My rating: 4 of 5 stars
I was drawn to Eleven Eleven because of its focus on World War I, which I haven’t read a whole lot of. While I wasn’t immediately grabbed, I was drawn into the story more and more as the book went on, and I ended up really enjoying it (as much as you can enjoy such a brutal story, I guess).
I think this book did a great job showing both sides of the war, as well as touching on all of the propaganda circulating about “the enemy.” I’m used to seeing things from the Allied perspective, so seeing the German side was especially interesting. This, along with vividly depicting the brutality of the war – as well as just how young a lot of these soldiers were – were the biggest strengths in Eleven Eleven.
My main complaint about this book is I wish it had been longer. It took me a little while to warm up to the three main characters, but once I did, I really came to care about them. However, I feel like it could’ve been a little more impactful if we’d had more time with them, since just as we were getting to know them, the book ended. Axel, Eddie, and Will don’t meet up until near the end; I think this part of the book would’ve been even more powerful if they’d met sooner or spent more time together.

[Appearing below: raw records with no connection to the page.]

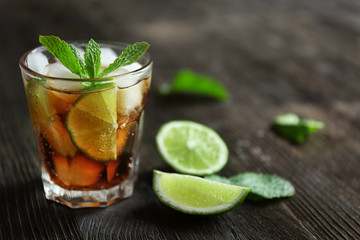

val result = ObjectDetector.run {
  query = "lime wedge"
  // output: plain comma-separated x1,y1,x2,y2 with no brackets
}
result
153,170,250,215
26,79,77,157
156,121,228,176
66,87,118,162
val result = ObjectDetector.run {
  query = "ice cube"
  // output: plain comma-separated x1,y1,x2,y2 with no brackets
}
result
100,48,118,66
45,62,84,91
117,82,143,114
27,51,49,75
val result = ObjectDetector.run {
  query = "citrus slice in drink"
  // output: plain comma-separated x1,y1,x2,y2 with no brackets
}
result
153,170,250,215
156,121,228,176
26,79,77,156
66,87,118,162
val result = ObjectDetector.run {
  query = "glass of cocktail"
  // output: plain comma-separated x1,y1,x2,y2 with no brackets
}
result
20,41,152,208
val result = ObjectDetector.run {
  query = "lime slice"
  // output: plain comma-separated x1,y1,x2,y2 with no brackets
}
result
156,121,228,176
153,170,250,215
26,79,77,157
66,87,118,162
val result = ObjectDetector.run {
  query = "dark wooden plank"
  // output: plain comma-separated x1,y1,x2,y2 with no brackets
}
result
0,0,360,239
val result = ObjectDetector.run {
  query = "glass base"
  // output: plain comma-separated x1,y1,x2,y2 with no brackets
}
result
43,178,135,208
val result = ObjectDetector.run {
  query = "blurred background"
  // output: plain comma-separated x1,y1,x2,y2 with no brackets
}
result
0,0,360,239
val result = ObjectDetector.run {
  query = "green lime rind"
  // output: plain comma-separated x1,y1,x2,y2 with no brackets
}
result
273,113,325,144
153,170,250,215
156,121,229,176
205,172,295,201
65,88,117,162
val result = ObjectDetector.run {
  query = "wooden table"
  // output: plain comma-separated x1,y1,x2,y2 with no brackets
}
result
0,0,360,240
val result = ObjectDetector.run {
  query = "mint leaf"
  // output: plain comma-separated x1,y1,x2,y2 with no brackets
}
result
205,172,295,201
85,39,101,78
229,172,295,200
99,42,150,77
81,78,116,92
273,113,325,144
39,35,86,77
68,44,89,78
159,70,229,100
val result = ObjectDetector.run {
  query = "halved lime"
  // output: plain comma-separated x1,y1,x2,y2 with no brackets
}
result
153,170,250,215
66,87,118,161
156,121,229,176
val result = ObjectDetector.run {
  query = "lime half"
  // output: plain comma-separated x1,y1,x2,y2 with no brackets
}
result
156,121,228,176
153,170,250,215
66,88,117,161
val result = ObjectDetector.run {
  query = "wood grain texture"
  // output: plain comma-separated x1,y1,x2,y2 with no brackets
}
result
0,0,360,240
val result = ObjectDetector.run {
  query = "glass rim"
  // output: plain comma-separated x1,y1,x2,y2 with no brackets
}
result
19,40,153,82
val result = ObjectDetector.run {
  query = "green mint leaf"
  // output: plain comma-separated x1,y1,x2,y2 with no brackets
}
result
159,70,229,101
81,78,116,92
229,172,295,201
205,172,295,201
99,42,150,77
273,113,325,144
85,39,101,78
68,44,89,78
39,35,86,77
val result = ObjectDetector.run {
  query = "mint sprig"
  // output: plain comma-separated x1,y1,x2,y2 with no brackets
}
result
205,172,295,201
159,70,229,101
99,42,150,77
85,39,101,78
39,35,149,87
273,113,325,144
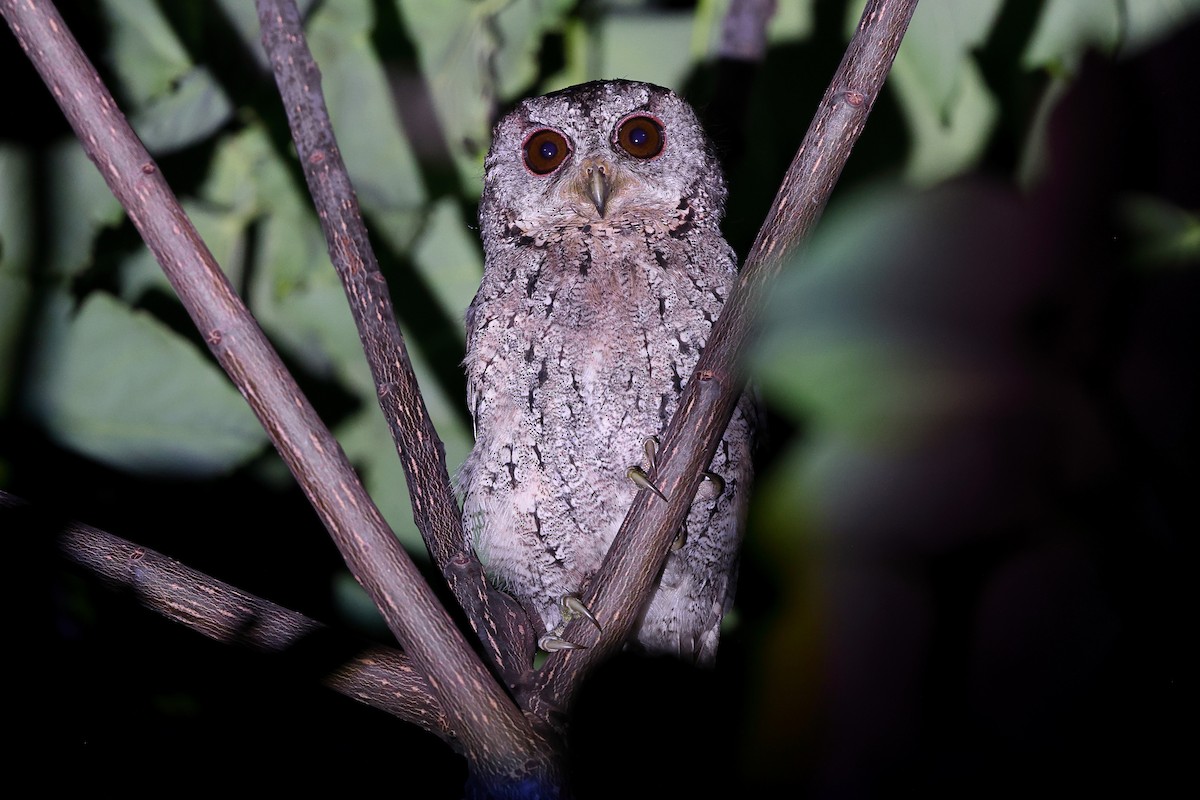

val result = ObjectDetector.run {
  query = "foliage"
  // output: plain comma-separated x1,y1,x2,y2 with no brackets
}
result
0,0,1200,791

I liked the parts where we got to see the boys’ home lives, and I wish there’d been more of that, so we could really connect with just what the boys had at stake. Those parts of the book were mostly exposition, and probably would’ve been easier to connect to if there had been less telling and more showing.
I liked this book, and I’m glad I picked it up. There were definitely some areas it could’ve used more development, though.